Something like the above allows you to set a parameter that would be common within the pipeline, like Environment, but then have unique parameters, like AMI & VolumeSize, in a configuration file.

The documentation for using TemplateConfiguration files is more in-depth than the others. AWS has a section describing creating a simple CodePipeline to deploy CloudFormation. The details are in there:

More specifically, the configuration of the JSON file is in:



While Parameters are reasonably simple, they can be pretty powerful when used with AWS pseudo parameters. Parameters are also the backbone of reusable CloudFormation templates. Even if I’m writing something simple, I use parameters wherever possible. I can then pull the template from my bag of tricks if I ever need to do something similar again. Write once, use many times!

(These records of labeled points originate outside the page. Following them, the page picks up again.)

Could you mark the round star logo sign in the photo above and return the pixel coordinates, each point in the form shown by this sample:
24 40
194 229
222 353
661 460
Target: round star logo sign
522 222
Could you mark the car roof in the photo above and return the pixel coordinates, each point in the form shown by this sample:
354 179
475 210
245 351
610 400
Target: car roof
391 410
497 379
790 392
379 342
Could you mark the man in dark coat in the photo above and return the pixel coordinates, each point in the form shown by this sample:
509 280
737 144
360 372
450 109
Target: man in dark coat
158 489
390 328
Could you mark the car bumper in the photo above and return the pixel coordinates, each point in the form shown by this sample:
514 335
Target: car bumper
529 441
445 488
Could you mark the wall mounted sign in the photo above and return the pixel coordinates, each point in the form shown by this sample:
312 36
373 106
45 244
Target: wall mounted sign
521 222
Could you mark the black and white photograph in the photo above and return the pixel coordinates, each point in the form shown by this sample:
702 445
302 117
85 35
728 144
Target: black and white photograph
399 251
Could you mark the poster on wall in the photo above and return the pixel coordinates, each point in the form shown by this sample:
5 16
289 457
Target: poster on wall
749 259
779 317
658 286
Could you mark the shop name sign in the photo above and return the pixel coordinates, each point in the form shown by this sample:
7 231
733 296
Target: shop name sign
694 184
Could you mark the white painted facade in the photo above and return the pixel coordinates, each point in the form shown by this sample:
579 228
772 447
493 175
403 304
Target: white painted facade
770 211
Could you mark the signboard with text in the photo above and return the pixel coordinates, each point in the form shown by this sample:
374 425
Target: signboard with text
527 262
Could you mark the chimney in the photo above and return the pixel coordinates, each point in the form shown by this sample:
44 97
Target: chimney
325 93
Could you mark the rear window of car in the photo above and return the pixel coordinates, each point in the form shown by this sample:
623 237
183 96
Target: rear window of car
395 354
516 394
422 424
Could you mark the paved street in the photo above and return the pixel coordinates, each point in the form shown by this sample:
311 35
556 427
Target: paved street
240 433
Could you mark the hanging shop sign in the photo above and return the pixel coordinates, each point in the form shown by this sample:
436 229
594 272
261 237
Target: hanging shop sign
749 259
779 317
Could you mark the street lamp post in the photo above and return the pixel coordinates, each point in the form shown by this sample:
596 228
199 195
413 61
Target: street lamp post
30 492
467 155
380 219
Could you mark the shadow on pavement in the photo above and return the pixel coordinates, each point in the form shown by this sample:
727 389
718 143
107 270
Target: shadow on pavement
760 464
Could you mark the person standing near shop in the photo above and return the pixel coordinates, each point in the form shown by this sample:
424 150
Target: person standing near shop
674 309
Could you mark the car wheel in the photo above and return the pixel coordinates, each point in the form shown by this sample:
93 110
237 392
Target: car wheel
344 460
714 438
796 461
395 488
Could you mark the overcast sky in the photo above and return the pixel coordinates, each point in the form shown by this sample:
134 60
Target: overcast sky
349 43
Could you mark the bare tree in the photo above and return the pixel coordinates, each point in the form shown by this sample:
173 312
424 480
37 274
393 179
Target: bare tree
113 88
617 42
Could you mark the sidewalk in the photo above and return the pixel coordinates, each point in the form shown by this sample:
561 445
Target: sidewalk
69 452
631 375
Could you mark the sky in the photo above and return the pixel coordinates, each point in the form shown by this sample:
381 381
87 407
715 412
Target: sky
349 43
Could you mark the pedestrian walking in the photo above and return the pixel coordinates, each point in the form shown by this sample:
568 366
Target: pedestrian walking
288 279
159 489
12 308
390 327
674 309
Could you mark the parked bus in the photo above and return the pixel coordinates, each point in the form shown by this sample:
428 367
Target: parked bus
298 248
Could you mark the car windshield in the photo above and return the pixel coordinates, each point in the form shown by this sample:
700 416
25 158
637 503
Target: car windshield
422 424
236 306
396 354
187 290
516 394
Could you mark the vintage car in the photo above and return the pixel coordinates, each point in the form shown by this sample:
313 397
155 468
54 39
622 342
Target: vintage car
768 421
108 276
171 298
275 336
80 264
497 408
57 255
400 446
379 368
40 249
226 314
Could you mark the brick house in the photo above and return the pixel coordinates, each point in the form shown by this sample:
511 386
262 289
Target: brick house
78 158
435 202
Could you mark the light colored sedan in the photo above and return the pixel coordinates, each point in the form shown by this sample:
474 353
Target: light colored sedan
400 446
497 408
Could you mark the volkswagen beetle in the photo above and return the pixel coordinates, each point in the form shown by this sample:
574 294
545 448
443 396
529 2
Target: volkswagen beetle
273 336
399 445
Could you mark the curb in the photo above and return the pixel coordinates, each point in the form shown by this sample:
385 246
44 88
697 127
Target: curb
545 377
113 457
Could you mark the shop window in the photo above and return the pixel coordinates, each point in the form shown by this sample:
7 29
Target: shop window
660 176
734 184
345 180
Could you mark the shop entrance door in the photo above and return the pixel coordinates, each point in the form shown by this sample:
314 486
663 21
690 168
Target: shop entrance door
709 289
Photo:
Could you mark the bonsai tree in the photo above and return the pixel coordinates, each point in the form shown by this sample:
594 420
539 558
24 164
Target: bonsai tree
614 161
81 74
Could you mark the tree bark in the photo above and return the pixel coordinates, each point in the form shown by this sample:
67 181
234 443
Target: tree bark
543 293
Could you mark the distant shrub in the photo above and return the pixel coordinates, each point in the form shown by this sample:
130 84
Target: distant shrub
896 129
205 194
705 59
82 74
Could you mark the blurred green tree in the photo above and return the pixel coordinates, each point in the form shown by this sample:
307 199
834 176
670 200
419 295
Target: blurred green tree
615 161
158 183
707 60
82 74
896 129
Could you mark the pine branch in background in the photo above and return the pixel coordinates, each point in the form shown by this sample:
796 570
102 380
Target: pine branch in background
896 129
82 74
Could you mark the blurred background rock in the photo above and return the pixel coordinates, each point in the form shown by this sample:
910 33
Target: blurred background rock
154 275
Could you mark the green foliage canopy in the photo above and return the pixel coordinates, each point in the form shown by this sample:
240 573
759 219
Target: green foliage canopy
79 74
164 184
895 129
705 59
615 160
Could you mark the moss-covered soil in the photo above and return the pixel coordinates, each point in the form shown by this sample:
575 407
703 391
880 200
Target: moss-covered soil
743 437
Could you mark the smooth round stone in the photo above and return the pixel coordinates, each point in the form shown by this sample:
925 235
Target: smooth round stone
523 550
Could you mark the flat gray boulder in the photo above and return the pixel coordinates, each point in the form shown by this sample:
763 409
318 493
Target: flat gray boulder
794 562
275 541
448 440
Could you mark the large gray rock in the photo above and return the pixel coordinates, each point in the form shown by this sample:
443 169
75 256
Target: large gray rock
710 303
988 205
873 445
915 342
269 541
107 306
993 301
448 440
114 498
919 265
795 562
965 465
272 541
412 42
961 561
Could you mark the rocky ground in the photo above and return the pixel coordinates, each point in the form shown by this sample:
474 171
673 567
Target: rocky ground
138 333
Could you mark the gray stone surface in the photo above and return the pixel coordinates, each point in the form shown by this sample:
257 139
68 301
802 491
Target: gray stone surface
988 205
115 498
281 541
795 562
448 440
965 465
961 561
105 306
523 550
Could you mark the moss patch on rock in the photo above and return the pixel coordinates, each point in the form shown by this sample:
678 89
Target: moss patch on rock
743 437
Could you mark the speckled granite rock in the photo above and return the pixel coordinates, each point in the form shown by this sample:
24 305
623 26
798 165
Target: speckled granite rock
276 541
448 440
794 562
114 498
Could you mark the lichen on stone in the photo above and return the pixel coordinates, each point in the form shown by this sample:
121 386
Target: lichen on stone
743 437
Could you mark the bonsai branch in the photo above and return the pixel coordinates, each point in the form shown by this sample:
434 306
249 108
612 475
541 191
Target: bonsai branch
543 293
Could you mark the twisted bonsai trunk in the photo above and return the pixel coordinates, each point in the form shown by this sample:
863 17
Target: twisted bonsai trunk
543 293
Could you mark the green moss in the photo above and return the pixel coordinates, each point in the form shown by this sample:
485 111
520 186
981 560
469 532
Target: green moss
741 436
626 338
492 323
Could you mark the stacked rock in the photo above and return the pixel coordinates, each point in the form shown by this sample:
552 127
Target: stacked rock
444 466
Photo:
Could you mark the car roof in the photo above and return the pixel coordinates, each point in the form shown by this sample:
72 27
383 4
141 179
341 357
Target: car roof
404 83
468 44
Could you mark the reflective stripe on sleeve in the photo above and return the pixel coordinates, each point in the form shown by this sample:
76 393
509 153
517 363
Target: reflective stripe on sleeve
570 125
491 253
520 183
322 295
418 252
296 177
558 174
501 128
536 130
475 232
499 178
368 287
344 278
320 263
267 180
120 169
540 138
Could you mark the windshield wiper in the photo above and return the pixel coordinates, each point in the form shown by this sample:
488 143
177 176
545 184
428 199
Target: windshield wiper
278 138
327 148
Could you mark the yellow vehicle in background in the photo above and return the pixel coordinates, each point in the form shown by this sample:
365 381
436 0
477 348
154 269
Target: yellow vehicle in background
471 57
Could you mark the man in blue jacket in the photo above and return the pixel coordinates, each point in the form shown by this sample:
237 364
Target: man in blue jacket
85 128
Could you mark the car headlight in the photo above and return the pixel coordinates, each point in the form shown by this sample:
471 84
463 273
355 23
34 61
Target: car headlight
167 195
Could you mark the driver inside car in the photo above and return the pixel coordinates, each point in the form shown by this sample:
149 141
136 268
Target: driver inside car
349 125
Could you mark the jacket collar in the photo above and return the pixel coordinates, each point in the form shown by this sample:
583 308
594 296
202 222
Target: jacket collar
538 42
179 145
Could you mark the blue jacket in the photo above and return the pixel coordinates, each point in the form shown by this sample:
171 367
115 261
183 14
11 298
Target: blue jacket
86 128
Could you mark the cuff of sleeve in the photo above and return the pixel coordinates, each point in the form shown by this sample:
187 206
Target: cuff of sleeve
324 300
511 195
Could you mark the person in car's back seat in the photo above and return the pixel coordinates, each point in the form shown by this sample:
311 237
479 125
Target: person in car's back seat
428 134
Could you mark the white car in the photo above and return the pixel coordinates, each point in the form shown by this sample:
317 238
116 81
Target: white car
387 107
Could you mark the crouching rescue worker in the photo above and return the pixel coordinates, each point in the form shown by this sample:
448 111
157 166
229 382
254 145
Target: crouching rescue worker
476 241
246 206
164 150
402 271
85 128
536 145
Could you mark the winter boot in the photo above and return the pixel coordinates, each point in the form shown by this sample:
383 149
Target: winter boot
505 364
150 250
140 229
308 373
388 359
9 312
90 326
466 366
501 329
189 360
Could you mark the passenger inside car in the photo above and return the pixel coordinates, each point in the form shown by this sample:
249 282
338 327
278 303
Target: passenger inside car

Mappings are a bit more situational, given their static nature, but are an essential tool when dealing with a multi-environment or multi-account deployment. They can also be necessary when dealing with pipelines and config files. Configuration files are an excellent tool to reduce parameter complexity, but having too many configuration files can be just as complex or confusing. This was a situation I found myself in when I started using configuration files. A good strategy in those situations is using a mix of mappings and configuration files.

Hopefully, the above has given you a start to writing your reusable code or shown some new options. Now, get out there and build … but only write once.